The four -- Tom L. Craven, 30; Devin A. Weaver, 21; Jessica L. Johnson, 19; and Karen L. FitzPatrick, 18 -- died after inhaling air too hot to breathe.

Months of drought after two dry years created a wealth of dry fuel that enabled the fire to create its own strong winds, Furnish told a news conference.

Asked what it was like as the fire roared through, he said: ``It is beyond your imagination.''

Memorial services were held Monday for Weaver, who had planned to study electrical engineering at the University of Washington this fall, and Johnson, a junior at Central Washington University. Craven was buried Saturday; services were planned Tuesday for FitzPatrick.

``Devin was a doer, not a talker,'' the Rev. Steve Barker told 500 mourners at Holy Family Catholic Church in Winthrop.

``He loved to hunt with his bow'' Barker said, and liked to camp year-round. Even in January, ``he was probably out building an igloo,'' the minister said.

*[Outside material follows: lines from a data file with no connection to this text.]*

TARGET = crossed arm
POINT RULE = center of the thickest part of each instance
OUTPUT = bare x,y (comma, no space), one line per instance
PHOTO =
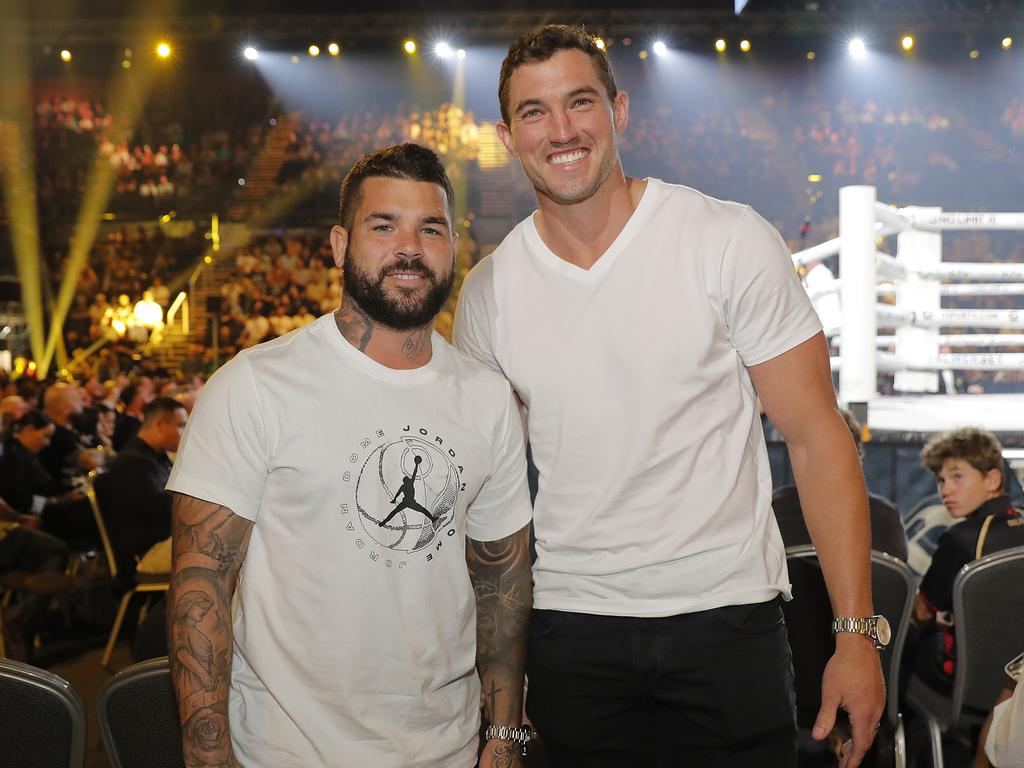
209,545
500,571
797,392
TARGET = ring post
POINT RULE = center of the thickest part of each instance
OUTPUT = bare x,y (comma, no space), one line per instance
920,252
857,374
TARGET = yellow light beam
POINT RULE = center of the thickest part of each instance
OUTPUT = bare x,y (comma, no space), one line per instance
129,90
17,170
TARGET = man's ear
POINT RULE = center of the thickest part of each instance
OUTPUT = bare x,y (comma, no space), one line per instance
339,245
993,480
505,134
621,111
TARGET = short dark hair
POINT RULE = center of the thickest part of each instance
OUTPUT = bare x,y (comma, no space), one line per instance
541,45
408,161
977,446
160,408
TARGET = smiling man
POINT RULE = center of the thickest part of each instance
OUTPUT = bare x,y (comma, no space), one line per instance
638,322
357,624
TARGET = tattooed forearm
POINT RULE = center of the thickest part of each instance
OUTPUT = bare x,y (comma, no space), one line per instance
209,544
416,343
354,324
501,576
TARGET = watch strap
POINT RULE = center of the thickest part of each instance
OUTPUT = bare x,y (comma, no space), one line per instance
519,734
866,627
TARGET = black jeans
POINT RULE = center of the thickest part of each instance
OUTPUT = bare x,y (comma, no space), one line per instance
712,688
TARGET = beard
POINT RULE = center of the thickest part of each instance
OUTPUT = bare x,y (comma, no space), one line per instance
406,310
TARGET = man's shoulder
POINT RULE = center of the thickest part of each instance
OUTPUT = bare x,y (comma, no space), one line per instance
470,371
675,198
272,352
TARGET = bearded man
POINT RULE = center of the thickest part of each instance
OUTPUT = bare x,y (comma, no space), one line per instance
356,627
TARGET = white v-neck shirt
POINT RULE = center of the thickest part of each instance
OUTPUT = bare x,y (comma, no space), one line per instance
654,486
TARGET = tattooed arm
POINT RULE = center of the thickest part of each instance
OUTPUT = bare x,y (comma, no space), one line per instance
209,545
504,588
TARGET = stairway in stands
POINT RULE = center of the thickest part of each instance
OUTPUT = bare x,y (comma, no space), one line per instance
262,172
776,159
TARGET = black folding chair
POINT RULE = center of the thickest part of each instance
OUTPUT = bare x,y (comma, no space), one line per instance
988,610
138,717
809,619
42,719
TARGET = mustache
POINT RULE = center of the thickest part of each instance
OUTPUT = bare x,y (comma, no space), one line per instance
408,265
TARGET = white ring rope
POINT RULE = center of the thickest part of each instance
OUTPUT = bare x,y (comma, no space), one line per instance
915,280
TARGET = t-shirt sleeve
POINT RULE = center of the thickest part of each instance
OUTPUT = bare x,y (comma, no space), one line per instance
473,330
954,551
766,308
223,456
502,505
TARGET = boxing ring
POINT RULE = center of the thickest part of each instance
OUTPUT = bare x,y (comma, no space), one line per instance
914,338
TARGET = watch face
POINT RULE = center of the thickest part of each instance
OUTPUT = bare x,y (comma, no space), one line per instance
883,631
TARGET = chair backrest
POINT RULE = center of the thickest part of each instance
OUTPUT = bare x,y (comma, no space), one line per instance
104,537
42,719
809,617
138,717
988,611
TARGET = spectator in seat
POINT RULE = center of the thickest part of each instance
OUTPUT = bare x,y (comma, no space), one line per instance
968,467
32,563
30,489
66,456
136,509
133,400
887,530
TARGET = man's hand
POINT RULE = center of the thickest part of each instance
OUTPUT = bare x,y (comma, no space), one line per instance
499,754
853,681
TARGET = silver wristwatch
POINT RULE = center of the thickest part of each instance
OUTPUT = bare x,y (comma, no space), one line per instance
876,628
521,734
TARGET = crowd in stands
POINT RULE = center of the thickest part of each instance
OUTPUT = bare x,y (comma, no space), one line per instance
157,165
188,154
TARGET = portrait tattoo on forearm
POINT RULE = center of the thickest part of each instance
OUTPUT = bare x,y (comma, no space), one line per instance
500,571
209,545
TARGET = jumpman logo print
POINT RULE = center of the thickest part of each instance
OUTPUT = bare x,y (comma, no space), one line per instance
408,494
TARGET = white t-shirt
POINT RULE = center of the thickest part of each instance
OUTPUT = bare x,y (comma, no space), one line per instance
654,486
354,642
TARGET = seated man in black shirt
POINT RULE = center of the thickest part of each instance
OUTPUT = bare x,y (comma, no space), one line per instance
135,507
887,530
968,467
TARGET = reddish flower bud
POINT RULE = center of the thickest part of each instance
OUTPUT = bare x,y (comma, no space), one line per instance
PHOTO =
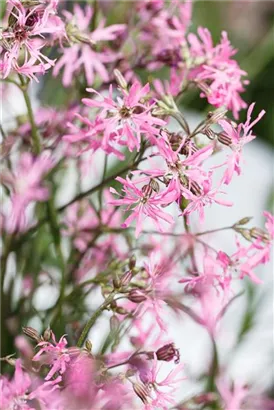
168,352
136,296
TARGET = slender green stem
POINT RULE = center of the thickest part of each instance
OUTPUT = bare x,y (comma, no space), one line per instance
181,120
34,131
54,226
3,267
225,228
214,369
100,195
94,16
93,319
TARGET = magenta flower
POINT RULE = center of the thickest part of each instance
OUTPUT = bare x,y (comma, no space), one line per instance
215,72
128,118
81,54
19,392
57,355
208,196
144,203
27,34
162,392
239,136
26,186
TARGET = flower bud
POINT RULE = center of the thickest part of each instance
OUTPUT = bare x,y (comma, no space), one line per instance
47,334
121,81
257,233
244,221
126,278
114,323
136,296
142,392
224,139
132,262
121,311
154,185
88,345
244,232
32,333
168,352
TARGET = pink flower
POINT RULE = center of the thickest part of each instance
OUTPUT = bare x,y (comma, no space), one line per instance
57,355
26,34
239,136
207,197
162,392
233,396
19,392
144,203
90,136
127,118
218,75
26,185
81,54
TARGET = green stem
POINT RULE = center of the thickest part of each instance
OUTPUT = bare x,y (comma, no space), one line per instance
34,132
54,226
93,319
3,266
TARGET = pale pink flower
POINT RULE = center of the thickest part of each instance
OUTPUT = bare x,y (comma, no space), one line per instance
81,54
215,72
208,196
239,136
233,396
162,392
90,136
19,392
26,185
144,203
27,35
128,118
56,355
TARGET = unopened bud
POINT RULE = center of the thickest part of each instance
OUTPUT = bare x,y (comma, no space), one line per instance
121,311
47,334
209,133
116,282
136,296
258,233
126,278
214,116
132,262
244,232
154,185
168,352
88,345
120,79
114,323
32,333
142,392
205,398
244,221
224,139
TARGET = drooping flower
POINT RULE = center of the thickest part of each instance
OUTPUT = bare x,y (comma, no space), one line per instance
215,72
145,202
207,196
26,35
56,355
82,54
128,117
26,186
239,136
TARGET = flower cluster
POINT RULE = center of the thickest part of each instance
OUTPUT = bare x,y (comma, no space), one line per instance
105,195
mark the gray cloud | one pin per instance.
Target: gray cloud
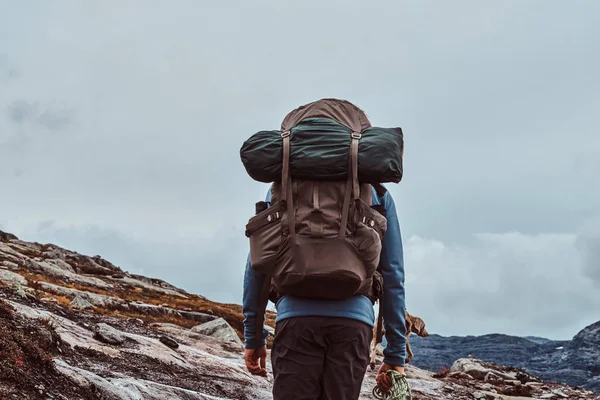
(502, 283)
(589, 245)
(498, 105)
(22, 112)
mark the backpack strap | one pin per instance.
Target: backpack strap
(288, 204)
(352, 185)
(380, 189)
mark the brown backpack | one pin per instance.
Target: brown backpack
(319, 239)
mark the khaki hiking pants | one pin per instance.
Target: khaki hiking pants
(320, 358)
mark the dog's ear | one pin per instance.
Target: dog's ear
(420, 327)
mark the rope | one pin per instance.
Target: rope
(400, 388)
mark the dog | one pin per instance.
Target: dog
(414, 325)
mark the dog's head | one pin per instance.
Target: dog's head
(415, 325)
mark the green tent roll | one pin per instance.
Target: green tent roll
(320, 150)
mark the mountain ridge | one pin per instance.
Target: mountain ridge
(80, 328)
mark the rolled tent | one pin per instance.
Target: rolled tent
(320, 150)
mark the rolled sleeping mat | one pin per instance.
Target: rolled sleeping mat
(320, 150)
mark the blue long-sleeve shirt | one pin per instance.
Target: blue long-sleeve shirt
(357, 307)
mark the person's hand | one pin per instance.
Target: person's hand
(383, 380)
(256, 361)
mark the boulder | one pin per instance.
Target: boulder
(218, 328)
(107, 334)
(81, 303)
(477, 369)
(12, 278)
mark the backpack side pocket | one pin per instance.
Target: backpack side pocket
(265, 234)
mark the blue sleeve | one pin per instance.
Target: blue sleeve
(393, 300)
(253, 282)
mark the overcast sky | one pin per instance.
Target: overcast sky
(121, 124)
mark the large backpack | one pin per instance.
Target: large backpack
(319, 238)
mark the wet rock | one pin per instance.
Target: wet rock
(107, 334)
(81, 303)
(477, 369)
(7, 237)
(169, 342)
(12, 278)
(218, 328)
(10, 265)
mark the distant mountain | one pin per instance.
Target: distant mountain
(75, 327)
(574, 362)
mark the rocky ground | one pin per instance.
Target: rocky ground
(78, 327)
(575, 362)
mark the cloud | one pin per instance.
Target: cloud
(129, 138)
(22, 112)
(589, 244)
(510, 283)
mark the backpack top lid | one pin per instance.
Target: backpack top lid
(341, 111)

Also Monday, crews moved to the northwestern flank of the blaze, blamed on an abandoned campfire, to limit its spread into the Pasayten Wilderness.

Trails had been built around 35 percent of the 10,000-acre blaze on the east slopes of the Cascade Range, said Jim Heuring, a spokesman for the state Department of Natural Resources.

``It rained most of the afternoon. That was very beneficial for us,'' he said.

Another wildfire 20 miles south of Winthrop was contained Monday evening at 3,830 acres, Heuring said.